Progress and Challenges on International Women’s Day
Web Editor - Published: March 8, 2013

Associate Professor Dana Harrington Conner


Professor John J. Capowski

International Women’s Day, which takes place on March 8th every year, offers a sobering opportunity to reflect on both the progress that has been made and all of the work that remains to be done in the areas of gender equality and in particular, efforts to end violence against women.

The United Nations has declared the theme for International Women’s Day 2013 to be ’“A promise is a promise: Time for action to end violence against women,” while International Women’s Day 2013 highlights "The Gender Agenda: Gaining Momentum" as the theme for its 2013 website.

“The United Nation's efforts in dealing with violence against women and the upcoming 20th anniversary of the Violence Against Women Act (VAWA) show positive change. At the same time, the continuing violence against women, including the use of violence as a political weapon, and the stalled reauthorization of VAWA in Congress mean much more needs to be done,” says Harrisburg campus Professor John J. Capowski, who has served on the American Bar Association's Project on Educating to End Domestic Violence: Law School Programs as Resources Against Domestic Violence and worked alongside his students and the Pennsylvania Coalition Against Domestic Violence to enact two Pennsylvania laws dealing with domestic violence.

Associate Professor Dana Harrington Conner, who directs Widener Law’s Delaware Civil Clinic (DCC), which focuses on the representation of survivors of domestic violence, says, “For victims of intimate partner violence, legal reform in the criminal context has focused on mandating the same penalty for a crime regardless of the relationship between the victim and the perpetrator. In the U.S., special domestic violence courts have been established to address the unique aspects of intimate partner violence, and arrest and prosecution policies have been strengthened. In the civil context protection from abuse statutes have been passed throughout our country, many providing much needed ancillary relief unavailable for survivors by way of the criminal justice system,” says

“Here on the Widener Law Delaware campus our student interns work with the DCC in an effort to protect victims of violence. The primary focus of the DCC is the representation of survivors of intimate partner violence seeking custody of their children, protection from their abusers, as well as the enforcement of protective orders through civil contempt proceedings,” she adds.

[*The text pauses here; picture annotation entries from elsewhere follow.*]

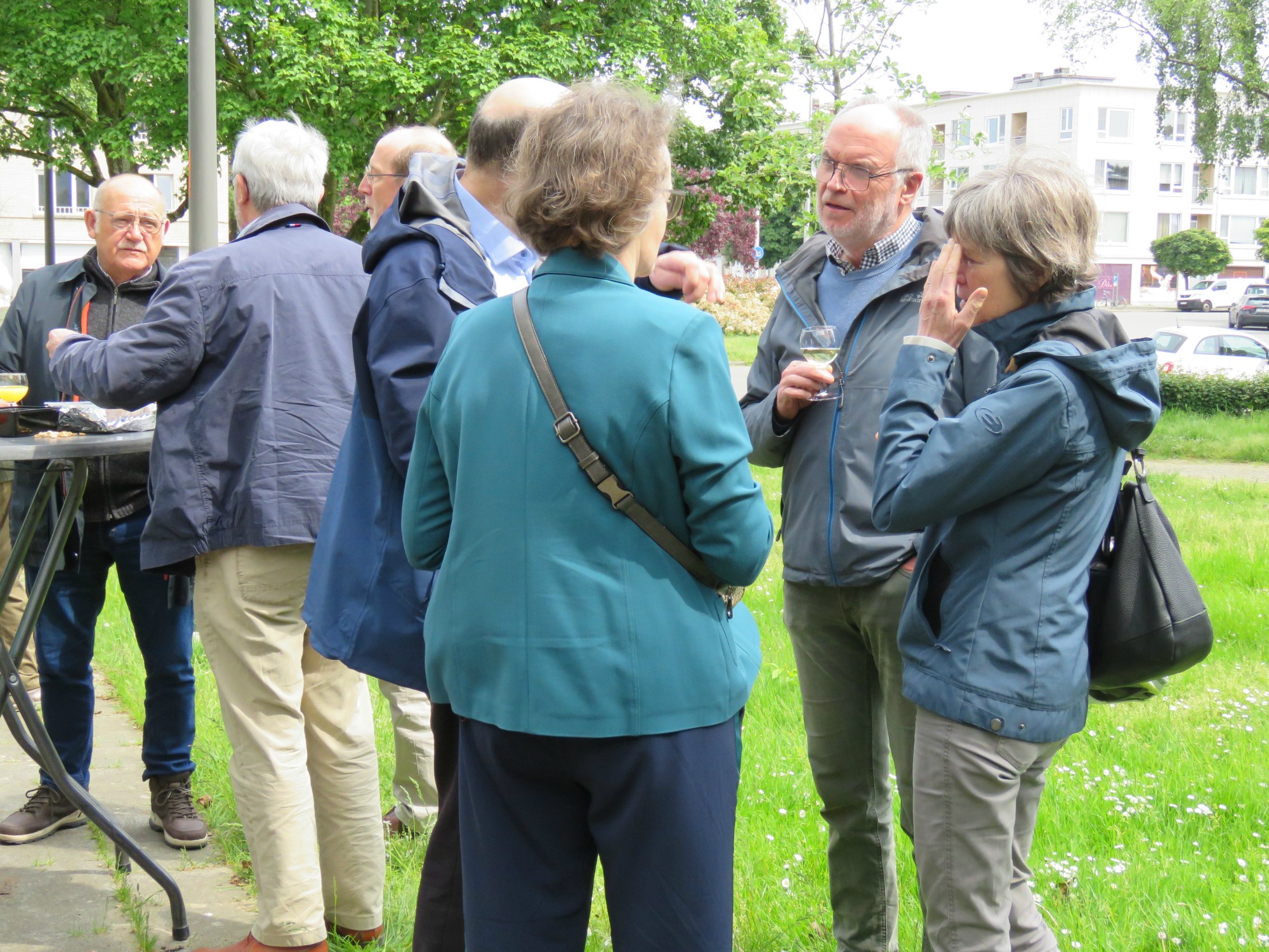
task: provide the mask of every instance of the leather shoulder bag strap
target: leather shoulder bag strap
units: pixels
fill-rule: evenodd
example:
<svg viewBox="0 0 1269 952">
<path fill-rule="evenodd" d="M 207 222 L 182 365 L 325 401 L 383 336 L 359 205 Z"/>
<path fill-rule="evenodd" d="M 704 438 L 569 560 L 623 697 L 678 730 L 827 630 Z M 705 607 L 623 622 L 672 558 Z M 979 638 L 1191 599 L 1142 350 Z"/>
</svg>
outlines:
<svg viewBox="0 0 1269 952">
<path fill-rule="evenodd" d="M 727 617 L 731 617 L 732 608 L 744 597 L 745 589 L 739 585 L 728 585 L 720 579 L 709 566 L 704 564 L 699 555 L 690 546 L 662 526 L 643 504 L 634 499 L 634 495 L 622 485 L 617 475 L 608 467 L 603 457 L 590 446 L 581 432 L 581 423 L 565 402 L 560 385 L 556 382 L 551 364 L 547 362 L 542 341 L 538 340 L 538 330 L 533 325 L 529 315 L 529 289 L 522 288 L 511 297 L 511 308 L 515 312 L 515 329 L 520 334 L 520 343 L 524 344 L 524 353 L 529 358 L 533 376 L 538 378 L 542 395 L 547 399 L 547 405 L 555 416 L 556 437 L 572 451 L 577 459 L 577 466 L 586 473 L 591 485 L 603 493 L 613 509 L 627 515 L 636 526 L 643 529 L 648 537 L 664 548 L 674 561 L 681 565 L 688 572 L 706 588 L 713 589 L 727 605 Z"/>
</svg>

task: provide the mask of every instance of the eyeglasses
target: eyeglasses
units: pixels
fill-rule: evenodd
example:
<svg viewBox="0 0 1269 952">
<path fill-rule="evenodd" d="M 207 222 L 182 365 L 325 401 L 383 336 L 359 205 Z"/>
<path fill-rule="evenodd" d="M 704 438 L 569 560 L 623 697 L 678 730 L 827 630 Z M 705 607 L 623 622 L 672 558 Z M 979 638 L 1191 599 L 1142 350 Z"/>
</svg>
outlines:
<svg viewBox="0 0 1269 952">
<path fill-rule="evenodd" d="M 405 179 L 405 178 L 409 178 L 409 175 L 406 175 L 404 171 L 371 171 L 371 166 L 369 165 L 365 166 L 365 171 L 363 171 L 362 175 L 364 178 L 369 179 L 371 182 L 374 182 L 374 179 Z"/>
<path fill-rule="evenodd" d="M 667 195 L 665 199 L 665 220 L 674 221 L 683 215 L 683 204 L 688 201 L 687 189 L 662 188 L 661 190 Z"/>
<path fill-rule="evenodd" d="M 147 218 L 143 215 L 128 215 L 127 212 L 98 212 L 104 215 L 115 231 L 132 231 L 141 228 L 142 235 L 157 235 L 162 222 L 157 218 Z"/>
<path fill-rule="evenodd" d="M 815 176 L 827 184 L 832 182 L 832 178 L 840 173 L 841 185 L 849 192 L 867 192 L 868 187 L 872 184 L 873 179 L 883 179 L 887 175 L 896 175 L 901 171 L 912 171 L 912 169 L 891 169 L 890 171 L 868 171 L 862 165 L 850 165 L 848 162 L 839 162 L 830 159 L 826 155 L 820 156 L 820 165 L 816 168 Z"/>
</svg>

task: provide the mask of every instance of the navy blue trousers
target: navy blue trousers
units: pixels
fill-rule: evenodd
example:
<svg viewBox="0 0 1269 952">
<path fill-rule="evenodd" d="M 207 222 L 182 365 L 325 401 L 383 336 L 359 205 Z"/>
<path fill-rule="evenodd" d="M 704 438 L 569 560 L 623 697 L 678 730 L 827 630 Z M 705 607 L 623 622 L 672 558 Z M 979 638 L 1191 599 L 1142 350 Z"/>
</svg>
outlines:
<svg viewBox="0 0 1269 952">
<path fill-rule="evenodd" d="M 731 952 L 737 720 L 642 737 L 459 727 L 467 952 Z"/>
<path fill-rule="evenodd" d="M 84 527 L 77 569 L 53 574 L 36 622 L 36 660 L 43 717 L 66 772 L 89 786 L 93 760 L 93 647 L 114 565 L 146 668 L 141 729 L 143 778 L 194 769 L 194 609 L 168 607 L 168 580 L 141 571 L 141 531 L 150 510 Z M 34 571 L 28 569 L 28 584 Z M 53 786 L 41 770 L 39 782 Z"/>
</svg>

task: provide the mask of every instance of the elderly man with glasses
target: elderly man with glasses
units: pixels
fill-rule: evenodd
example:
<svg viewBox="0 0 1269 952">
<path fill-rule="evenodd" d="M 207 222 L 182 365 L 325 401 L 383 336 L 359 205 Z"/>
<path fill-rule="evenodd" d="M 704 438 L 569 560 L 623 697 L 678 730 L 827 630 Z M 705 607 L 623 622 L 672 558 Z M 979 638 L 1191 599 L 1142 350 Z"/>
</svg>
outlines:
<svg viewBox="0 0 1269 952">
<path fill-rule="evenodd" d="M 873 526 L 872 482 L 882 401 L 947 241 L 940 215 L 912 211 L 929 155 L 929 126 L 897 102 L 865 96 L 838 113 L 816 165 L 824 230 L 777 270 L 780 296 L 741 399 L 750 461 L 784 470 L 784 621 L 841 952 L 898 948 L 891 757 L 900 823 L 912 831 L 915 708 L 902 696 L 897 628 L 919 536 Z M 802 333 L 816 327 L 838 348 L 827 369 L 802 353 Z M 970 334 L 942 411 L 959 413 L 995 373 L 994 349 Z M 826 385 L 834 399 L 822 399 Z"/>
<path fill-rule="evenodd" d="M 48 331 L 67 327 L 108 338 L 145 316 L 164 278 L 157 263 L 168 231 L 162 195 L 141 175 L 117 175 L 103 183 L 84 213 L 95 241 L 82 258 L 41 268 L 28 275 L 0 326 L 0 369 L 25 373 L 30 388 L 24 404 L 65 400 L 48 369 Z M 42 465 L 19 470 L 13 519 L 18 524 L 32 503 Z M 141 532 L 150 515 L 150 454 L 95 459 L 89 466 L 82 520 L 53 576 L 36 627 L 36 652 L 43 694 L 44 726 L 67 773 L 89 786 L 93 758 L 93 642 L 105 583 L 113 565 L 132 617 L 146 666 L 146 720 L 141 760 L 150 782 L 150 825 L 176 848 L 207 843 L 207 824 L 194 806 L 189 777 L 194 770 L 194 631 L 188 586 L 173 586 L 162 575 L 141 570 Z M 51 514 L 49 514 L 51 518 Z M 8 532 L 8 527 L 4 528 Z M 28 575 L 43 555 L 48 527 L 28 555 Z M 0 823 L 0 843 L 30 843 L 85 823 L 42 774 L 25 805 Z"/>
</svg>

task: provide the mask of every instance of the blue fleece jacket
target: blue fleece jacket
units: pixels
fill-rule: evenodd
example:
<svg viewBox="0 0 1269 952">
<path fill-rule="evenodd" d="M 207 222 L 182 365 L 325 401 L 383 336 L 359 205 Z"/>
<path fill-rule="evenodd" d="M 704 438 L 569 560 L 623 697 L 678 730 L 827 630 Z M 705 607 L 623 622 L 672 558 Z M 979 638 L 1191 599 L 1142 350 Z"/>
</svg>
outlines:
<svg viewBox="0 0 1269 952">
<path fill-rule="evenodd" d="M 881 416 L 873 520 L 929 527 L 900 621 L 904 694 L 1004 736 L 1048 743 L 1088 712 L 1089 564 L 1124 448 L 1160 414 L 1155 344 L 1093 291 L 976 330 L 1005 376 L 938 418 L 953 360 L 906 344 Z"/>
</svg>

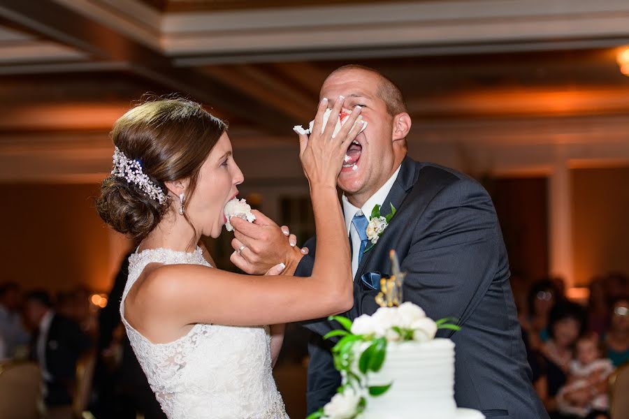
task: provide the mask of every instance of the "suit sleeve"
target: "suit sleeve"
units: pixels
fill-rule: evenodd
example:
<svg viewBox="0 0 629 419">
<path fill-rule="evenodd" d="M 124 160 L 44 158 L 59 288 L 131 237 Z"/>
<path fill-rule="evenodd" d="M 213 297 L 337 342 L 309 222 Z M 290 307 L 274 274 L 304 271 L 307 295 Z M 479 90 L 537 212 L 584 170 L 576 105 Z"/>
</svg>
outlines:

Despite the progress, however, there remains a great deal of work to be done in the area of women’s rights in both domestic and international law. Tragedies such as the gang rape and death of a 23-year-old physiotherapy student in New Dehli, India are solemn reminders of just how much more needs to be done.

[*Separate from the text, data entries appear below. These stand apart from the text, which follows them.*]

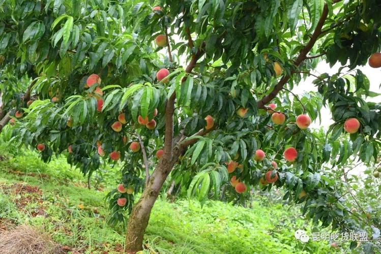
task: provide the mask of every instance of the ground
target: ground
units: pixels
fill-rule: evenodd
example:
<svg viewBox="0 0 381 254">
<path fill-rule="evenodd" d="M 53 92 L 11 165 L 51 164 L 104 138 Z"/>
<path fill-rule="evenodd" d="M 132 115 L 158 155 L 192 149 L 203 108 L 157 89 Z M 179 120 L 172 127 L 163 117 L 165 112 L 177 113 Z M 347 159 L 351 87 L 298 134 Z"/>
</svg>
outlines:
<svg viewBox="0 0 381 254">
<path fill-rule="evenodd" d="M 7 150 L 4 146 L 0 151 Z M 89 189 L 64 157 L 45 164 L 36 153 L 1 152 L 0 234 L 27 224 L 49 234 L 58 252 L 121 253 L 124 227 L 107 224 L 104 197 L 118 183 L 118 168 L 102 171 Z M 18 154 L 15 155 L 14 154 Z M 93 181 L 92 185 L 96 182 Z M 155 204 L 145 238 L 146 253 L 328 253 L 326 242 L 304 244 L 294 234 L 309 232 L 294 207 L 255 196 L 251 209 L 220 201 L 178 199 Z"/>
</svg>

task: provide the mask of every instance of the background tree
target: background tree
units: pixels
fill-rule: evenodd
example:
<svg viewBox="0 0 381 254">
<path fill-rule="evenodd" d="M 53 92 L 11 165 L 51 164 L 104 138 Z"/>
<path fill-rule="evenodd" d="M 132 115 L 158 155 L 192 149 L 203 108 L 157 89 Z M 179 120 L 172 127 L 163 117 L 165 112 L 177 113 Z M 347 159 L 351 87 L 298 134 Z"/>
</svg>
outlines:
<svg viewBox="0 0 381 254">
<path fill-rule="evenodd" d="M 228 181 L 240 198 L 283 186 L 314 222 L 349 231 L 345 190 L 325 169 L 378 161 L 380 105 L 365 100 L 377 94 L 355 69 L 379 51 L 381 4 L 344 2 L 1 1 L 0 126 L 13 119 L 20 144 L 45 161 L 67 152 L 89 177 L 123 162 L 108 197 L 111 222 L 131 212 L 128 252 L 171 172 L 201 201 Z M 322 58 L 346 69 L 316 76 L 319 94 L 293 94 Z M 326 135 L 308 129 L 323 105 Z"/>
</svg>

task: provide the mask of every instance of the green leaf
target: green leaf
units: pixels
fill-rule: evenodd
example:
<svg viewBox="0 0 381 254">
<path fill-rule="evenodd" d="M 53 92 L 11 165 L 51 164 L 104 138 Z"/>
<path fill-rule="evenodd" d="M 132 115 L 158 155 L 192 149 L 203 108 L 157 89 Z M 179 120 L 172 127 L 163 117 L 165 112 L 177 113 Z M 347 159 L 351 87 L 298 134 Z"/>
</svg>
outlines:
<svg viewBox="0 0 381 254">
<path fill-rule="evenodd" d="M 317 26 L 317 23 L 323 12 L 324 0 L 311 0 L 309 6 L 310 6 L 311 20 L 310 31 L 313 31 Z"/>
<path fill-rule="evenodd" d="M 201 151 L 202 150 L 202 148 L 203 148 L 204 145 L 205 145 L 205 142 L 204 140 L 200 140 L 197 143 L 196 149 L 194 149 L 194 152 L 193 152 L 193 154 L 192 155 L 192 160 L 191 161 L 191 165 L 194 164 L 198 157 L 198 156 L 200 155 L 200 153 L 201 153 Z"/>
<path fill-rule="evenodd" d="M 303 0 L 295 0 L 288 10 L 288 23 L 291 33 L 295 30 L 298 24 L 299 15 L 302 12 L 303 4 Z"/>
<path fill-rule="evenodd" d="M 143 118 L 148 115 L 148 109 L 152 97 L 152 87 L 146 86 L 140 99 L 140 115 Z"/>
</svg>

“Although a great deal has been accomplished there is much more work to be done on the local, national, and international level. The oppression and marginalization of women continues due in large part because we fail to see the enormity of the problem, the social consequences that result and the root causes of violence against women,” says Harrington Conner.

“Women are beaten and abused by their intimate partners, stalked and raped. Women are the targets of honor violence, the victims of genital mutilation, and account for the majority of human trafficking victims who are often sold as sex slaves. Women continue to be at risk of violence given the economic difficulties they experience due to their gender, race, and class.

“As Hillary Clinton declared in her speech in China at the Fourth World Conference on Women in 1995, ‘… let it be that human rights are women’s rights and women’s rights are human rights, once and for all.’ Today on International Women’s Day answer the call to action and find your place in the fight to end oppression,” she concludes.